Islamabad, correspondante
Au quatrième jour de l’état d’urgence au Pakistan, la répression contre tout éventuel opposant au régime du général-président Pervez Musharraf se poursuit sans relâche. Entre 2 000 et 3 500 personnes – responsables politiques, défenseurs des droits de l’homme, avocats – sont détenues à travers le pays.
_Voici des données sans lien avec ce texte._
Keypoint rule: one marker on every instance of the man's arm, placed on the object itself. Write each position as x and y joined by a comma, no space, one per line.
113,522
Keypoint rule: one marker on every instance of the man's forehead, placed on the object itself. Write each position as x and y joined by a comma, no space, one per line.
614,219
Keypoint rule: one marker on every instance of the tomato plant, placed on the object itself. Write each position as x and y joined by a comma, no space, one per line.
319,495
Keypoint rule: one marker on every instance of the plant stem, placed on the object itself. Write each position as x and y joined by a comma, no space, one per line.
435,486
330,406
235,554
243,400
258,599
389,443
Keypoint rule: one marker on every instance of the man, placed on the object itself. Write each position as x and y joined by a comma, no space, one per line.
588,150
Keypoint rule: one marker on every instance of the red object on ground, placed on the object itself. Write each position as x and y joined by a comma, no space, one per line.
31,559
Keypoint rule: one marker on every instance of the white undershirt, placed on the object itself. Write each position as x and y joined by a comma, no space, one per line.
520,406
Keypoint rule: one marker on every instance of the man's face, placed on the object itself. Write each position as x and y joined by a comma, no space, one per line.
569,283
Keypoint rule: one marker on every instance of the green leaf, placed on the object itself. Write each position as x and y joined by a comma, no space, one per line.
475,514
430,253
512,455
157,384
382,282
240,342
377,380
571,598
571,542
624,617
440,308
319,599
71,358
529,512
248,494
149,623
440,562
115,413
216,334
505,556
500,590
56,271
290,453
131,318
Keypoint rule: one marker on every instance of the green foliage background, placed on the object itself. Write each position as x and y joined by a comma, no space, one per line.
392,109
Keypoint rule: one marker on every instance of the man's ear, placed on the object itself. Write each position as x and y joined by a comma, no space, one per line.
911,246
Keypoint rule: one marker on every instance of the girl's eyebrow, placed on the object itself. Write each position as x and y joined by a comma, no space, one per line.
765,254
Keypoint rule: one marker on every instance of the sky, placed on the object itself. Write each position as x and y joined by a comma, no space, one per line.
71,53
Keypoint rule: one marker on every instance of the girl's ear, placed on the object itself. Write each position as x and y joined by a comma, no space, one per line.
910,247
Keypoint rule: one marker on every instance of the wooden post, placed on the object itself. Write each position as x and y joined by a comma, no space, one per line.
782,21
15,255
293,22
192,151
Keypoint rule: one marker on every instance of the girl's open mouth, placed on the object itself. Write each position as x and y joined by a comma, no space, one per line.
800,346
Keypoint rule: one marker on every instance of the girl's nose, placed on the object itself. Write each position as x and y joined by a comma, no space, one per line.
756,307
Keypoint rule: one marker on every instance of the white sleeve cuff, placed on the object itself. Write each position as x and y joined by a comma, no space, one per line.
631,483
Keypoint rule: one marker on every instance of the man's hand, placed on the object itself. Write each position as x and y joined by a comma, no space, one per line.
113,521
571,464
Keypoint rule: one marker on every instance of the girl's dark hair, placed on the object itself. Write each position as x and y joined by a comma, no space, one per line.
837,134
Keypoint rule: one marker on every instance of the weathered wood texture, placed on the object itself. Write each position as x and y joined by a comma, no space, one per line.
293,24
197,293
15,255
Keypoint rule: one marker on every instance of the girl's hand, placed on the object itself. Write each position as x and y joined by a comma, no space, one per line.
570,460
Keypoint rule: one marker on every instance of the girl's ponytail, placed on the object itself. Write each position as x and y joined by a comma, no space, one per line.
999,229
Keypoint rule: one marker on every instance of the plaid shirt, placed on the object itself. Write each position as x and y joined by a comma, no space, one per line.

Les avocats qui, lundi 5 novembre, ont tenté de manifester leur opposition ont été sévèrement malmenés et battus par la police. Des centaines d’entre eux ont été arrêtés. Alors que les Pakistanais sont toujours privés d’informations télévisées, puisque les transmissions des chaînes locales et internationales sont interrompues, le gouvernement a décidé de contrôler directement 21 journaux en ourdou et en anglais.
Des officiels du ministère de l’information vont être dépêchés dans les rédactions pour parcourir les informations, les éditoriaux et les lettres de lecteurs qui critiqueraient le général Musharraf ou l’armée. La police de Karachi a investi, lundi, l’imprimerie du plus grand groupe de presse du pays, Jang, parce que celui-ci refusait l’ordre de ne pas imprimer davantage d’exemplaires d’un journal du soir.
La vente des journaux a augmenté en raison de la disparition des télévisions. L’humeur de la presse reste toutefois au défi et les éditoriaux et les articles de mardi restent très critiques vis-à-vis d’une décision quasi unanimement condamnée dans le pays.
« OBLIGATIONS LÉGALES »
Face aux reproches modérés de la communauté internationale et en particulier des Etats-Unis, qui lui demandent le rétablissement de la démocratie et la tenue des élections législatives, initialement prévues en janvier, le président Musharraf a précisé, lundi, devant le corps diplomatique, que le scrutin se tiendrait à une date aussi proche que possible de l’échéance prévue.
« Les efforts en cours consistent à faire en sorte de rester le plus proche possible du programme prévu pour les élections. Il y a des obligations légales en ce sens », a-t-il déclaré aux ambassadeurs, selon son porte-parole, le général (à la retraite) Rashid Qureshi.
Le président Musharraf s’est toutefois refusé à préciser quand il renoncerait, comme il l’avait promis, à son poste de chef de l’armée. Avant l’imposition de l’état d’urgence, il s’était engagé devant la Cour suprême à renoncer à diriger l’armée avant le début de son deuxième mandat présidentiel, le 15 novembre.
« Je suis déterminé à enlever mon uniforme une fois que [l’équilibre entre ces trois] piliers, le judiciaire, l’exécutif et le parlementaire aura été corrigé », s’est-il contenté de dire aux ambassadeurs. « Je peux vous assurer qu’il y aura une nouvelle harmonie [entre ces trois piliers] et que la confiance dans le gouvernement et les organes de sécurité reviendra », a-t-il ajouté. Il s’est refusé à préciser la durée de l’état d’urgence.
Les Etats-Unis ont réaffirmé, lundi, leur désapprobation devant l’imposition de l’état d’urgence, sans toutefois retirer leur soutien au général Musharraf, « rude combattant contre les extrémistes et les radicaux », selon George Bush.
Le président américain s’est contenté d’appeler le président Musharraf à « rétablir la démocratie aussi vite que possible. Nous souhaitons qu’il y ait des élections aussi vite que possible, et que le président quitte son uniforme militaire ». Ce message a été transmis directement au président pakistanais par la secrétaire d’Etat américaine, Condoleezza Rice, qui s’est entretenue pendant vingt minutes, lundi soir, par téléphone, avec lui.
Alors que la plus grande incertitude règne sur le futur immédiat et que beaucoup attendent de voir quelle décision prendra l’ex-premier ministre Benazir Bhutto, les Etats-Unis pourraient tenter de faire revivre un accord de partage de pouvoir entre elle et le président Musharraf. Le chef du Jamiat Ulema Islam, le maulana Faz-ul-Rahman, pourrait y être associé.
Le silence de Mme Bhutto, qui avait regagné le Pakistan le 18 octobre après un accord politique avec le général Musharraf et séjourne dans sa résidence de Karachi, inquiète certains de ses partisans.